Exchanging lim and inf when rewriting $\inf\{t>0:\forall ε>0,S_t\cap B(x_0,ε)\subset S\cap B(x_0,ε)\}$

Question

How can I prove that $$\inf\{t>0: \forall ε>0, S_t \cap B(x_0,ε) \subset S\cap B(x_0,ε)\} \\= \lim_{ε \to 0}\inf\{t>0: S_t \cap B(x_0,ε) \subset S \cap B(x_0,ε) \},$$ where $S$, $S_t\ (t \ge 0)$ are closed sets in $\mathbb{R}^n$.

Answer 1

The question assumes that the assertion is true, which it is not. Let me give a one-dimensional counterexample.
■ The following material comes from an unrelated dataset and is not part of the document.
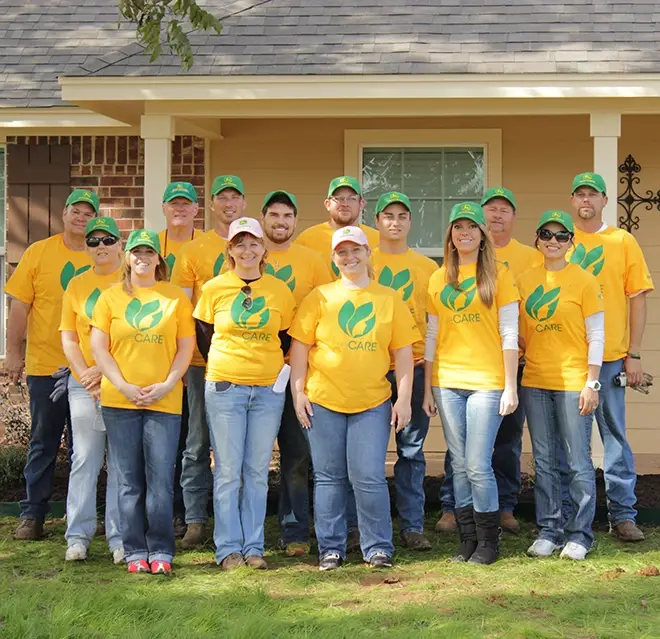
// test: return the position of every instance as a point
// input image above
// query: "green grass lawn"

Let $x_0=0$, $S=[0,1] \cup \{2\}$, $S_t = \mathbb{R}$. Then: $$\inf\{t>0: \forall ε>0, [-ε,ε] \subset S \cap [-ε,ε]\} = \infty,$$ since the condition is not true for $ε>1$. However, $$\lim_{ε \to 0}\inf\{t>0: [-ε,ε] \subset S \cap [-ε,ε] \} = 0.$$ If you dislike the convention that $\inf \emptyset = \infty$, you can take $S_1 = S$ (while keeping the other $S_t$ equal to $\mathbb{R}$) to get $1$ instead of $\infty$ for the first expression.